Estuaries as sources and sinks of N₂O across a land use gradient in subtropical Australia

Abstract

Intensifying agricultural production and coastal urbanization are increasing nitrogen (N) loads to estuaries, potentially increasing emissions of the greenhouse gas nitrous oxide (N₂O). Here we present a first assessment of how changes in land use intensity affect estuarine N₂O fluxes. We measured N₂O concentrations over marine-freshwater transects in the wet and dry seasons in eight subtropical estuaries selected for differences in land use intensity. Daily estuary N loads ranged from 0.5 ± 0.4 kg N km¯² d¯¹ (minimally impacted) to 51 ± 30 kg N km¯² d¯¹ (highly impacted), corresponding to higher concentrations of all inorganic N species (nitrate, ammonium, and N₂O) in the highly impacted estuaries.

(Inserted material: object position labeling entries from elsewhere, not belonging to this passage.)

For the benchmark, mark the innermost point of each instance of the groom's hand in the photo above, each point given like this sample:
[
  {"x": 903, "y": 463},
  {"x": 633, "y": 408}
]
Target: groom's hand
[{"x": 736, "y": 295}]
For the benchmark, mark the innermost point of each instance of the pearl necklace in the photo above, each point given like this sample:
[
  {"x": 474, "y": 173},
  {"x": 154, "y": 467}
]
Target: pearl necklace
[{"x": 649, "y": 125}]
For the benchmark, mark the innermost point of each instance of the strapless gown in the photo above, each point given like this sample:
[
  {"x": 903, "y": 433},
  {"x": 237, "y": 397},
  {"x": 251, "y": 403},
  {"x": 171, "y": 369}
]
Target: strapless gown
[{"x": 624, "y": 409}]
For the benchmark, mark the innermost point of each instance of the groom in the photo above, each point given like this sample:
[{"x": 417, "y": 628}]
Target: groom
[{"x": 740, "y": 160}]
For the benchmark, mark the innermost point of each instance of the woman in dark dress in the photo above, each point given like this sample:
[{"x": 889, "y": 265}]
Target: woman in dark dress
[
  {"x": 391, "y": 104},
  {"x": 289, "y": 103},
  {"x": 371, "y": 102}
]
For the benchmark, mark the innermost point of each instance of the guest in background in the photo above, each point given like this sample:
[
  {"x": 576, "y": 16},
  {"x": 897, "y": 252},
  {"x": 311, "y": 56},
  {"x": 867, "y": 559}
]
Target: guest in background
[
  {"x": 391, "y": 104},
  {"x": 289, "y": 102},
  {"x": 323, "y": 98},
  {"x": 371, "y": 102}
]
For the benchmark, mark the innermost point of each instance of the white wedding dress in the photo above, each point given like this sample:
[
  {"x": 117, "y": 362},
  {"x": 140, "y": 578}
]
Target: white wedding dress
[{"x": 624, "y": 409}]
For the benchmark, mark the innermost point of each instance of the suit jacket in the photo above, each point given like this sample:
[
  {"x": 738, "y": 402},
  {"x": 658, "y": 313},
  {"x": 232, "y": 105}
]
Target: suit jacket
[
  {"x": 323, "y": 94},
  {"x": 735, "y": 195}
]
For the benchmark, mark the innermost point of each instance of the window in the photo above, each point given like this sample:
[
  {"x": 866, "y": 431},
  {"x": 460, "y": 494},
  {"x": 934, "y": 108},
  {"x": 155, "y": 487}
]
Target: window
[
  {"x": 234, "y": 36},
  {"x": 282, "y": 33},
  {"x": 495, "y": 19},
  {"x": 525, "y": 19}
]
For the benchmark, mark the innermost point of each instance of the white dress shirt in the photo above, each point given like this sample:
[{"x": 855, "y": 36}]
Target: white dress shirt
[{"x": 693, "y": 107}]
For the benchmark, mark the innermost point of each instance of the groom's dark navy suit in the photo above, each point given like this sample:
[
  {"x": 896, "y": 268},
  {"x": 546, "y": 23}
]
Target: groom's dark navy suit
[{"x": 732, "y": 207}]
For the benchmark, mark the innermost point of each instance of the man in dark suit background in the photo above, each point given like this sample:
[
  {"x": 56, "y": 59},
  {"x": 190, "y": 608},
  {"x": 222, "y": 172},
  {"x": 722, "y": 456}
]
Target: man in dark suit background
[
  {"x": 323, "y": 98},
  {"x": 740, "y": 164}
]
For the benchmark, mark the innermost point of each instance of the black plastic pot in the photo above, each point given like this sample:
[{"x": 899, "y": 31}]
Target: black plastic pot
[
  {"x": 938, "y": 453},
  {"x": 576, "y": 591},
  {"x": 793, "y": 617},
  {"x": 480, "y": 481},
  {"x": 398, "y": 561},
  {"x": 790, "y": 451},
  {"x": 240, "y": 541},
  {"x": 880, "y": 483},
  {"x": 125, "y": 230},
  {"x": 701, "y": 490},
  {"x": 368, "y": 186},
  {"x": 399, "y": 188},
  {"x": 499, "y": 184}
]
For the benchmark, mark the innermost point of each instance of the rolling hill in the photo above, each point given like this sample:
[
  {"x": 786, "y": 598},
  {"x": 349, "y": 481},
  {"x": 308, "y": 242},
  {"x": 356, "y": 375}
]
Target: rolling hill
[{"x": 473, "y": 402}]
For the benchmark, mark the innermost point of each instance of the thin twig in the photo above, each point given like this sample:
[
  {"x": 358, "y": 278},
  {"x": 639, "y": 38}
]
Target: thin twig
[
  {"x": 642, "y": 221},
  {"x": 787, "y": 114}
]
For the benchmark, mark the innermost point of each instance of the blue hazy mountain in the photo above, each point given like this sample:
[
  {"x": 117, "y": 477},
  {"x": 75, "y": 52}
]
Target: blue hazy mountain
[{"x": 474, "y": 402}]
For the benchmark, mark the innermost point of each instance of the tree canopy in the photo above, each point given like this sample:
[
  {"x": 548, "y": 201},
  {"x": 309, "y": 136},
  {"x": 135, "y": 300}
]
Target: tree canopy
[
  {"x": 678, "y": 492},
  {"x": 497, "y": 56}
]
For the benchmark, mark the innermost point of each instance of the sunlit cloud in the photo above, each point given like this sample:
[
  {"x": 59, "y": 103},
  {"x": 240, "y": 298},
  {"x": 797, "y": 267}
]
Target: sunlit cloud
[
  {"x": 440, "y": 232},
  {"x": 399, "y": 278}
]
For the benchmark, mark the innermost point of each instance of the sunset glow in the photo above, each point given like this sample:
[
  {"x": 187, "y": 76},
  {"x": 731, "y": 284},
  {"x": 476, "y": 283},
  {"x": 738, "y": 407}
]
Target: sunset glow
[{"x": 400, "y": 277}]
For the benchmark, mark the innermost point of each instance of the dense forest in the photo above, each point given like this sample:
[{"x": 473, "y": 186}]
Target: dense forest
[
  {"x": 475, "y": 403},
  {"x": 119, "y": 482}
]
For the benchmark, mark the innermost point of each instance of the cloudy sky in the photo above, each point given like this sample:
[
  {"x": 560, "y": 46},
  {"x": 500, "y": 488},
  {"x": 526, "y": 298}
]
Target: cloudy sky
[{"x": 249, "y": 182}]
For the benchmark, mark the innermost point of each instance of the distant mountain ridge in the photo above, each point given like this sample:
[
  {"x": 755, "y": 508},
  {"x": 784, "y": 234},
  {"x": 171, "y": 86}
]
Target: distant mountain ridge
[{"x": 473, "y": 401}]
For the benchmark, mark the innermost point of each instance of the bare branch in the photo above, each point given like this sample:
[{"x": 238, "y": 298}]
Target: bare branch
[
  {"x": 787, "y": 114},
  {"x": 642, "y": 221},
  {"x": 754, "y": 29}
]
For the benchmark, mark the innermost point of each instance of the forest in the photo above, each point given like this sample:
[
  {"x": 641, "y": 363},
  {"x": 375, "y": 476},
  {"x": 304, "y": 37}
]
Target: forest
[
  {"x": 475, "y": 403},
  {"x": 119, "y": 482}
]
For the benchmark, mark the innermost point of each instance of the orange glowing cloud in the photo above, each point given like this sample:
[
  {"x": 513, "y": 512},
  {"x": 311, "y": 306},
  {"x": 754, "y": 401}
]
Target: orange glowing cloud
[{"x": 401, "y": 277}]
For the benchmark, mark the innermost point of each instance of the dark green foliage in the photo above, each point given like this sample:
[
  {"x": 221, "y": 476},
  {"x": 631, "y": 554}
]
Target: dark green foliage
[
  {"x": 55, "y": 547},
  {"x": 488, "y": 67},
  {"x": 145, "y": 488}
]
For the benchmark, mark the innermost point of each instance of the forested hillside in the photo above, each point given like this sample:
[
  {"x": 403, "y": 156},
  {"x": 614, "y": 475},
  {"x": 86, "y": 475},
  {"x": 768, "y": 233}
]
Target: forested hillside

Net N₂O fluxes from the eight estuaries ranged from −20 μg N₂O-N km¯² d¯¹ (sink) to +300 μg N₂O-N km¯² d¯¹(source). However, neither N concentrations nor N loads explained the variations in N₂O fluxes. Instead, seasonal differences in freshwater flushing times increased either N₂O uptake (minimally impacted systems) or N₂O efflux (moderately impacted systems) relative to N load. The lack of relationship between freshwater flushing times (kinetics) and N₂O fluxes from the highly impacted estuaries, combined with evidence for both low carbon quality and phosphorous limitation in those systems, suggests that N₂O emissions from highly impacted estuaries were controlled by stoichiometry rather than kinetics. This study shows that estuaries can shift from net sinks to sources of N₂O as land use intensity increases but that the magnitude of this switch cannot be predicted based on N loads alone.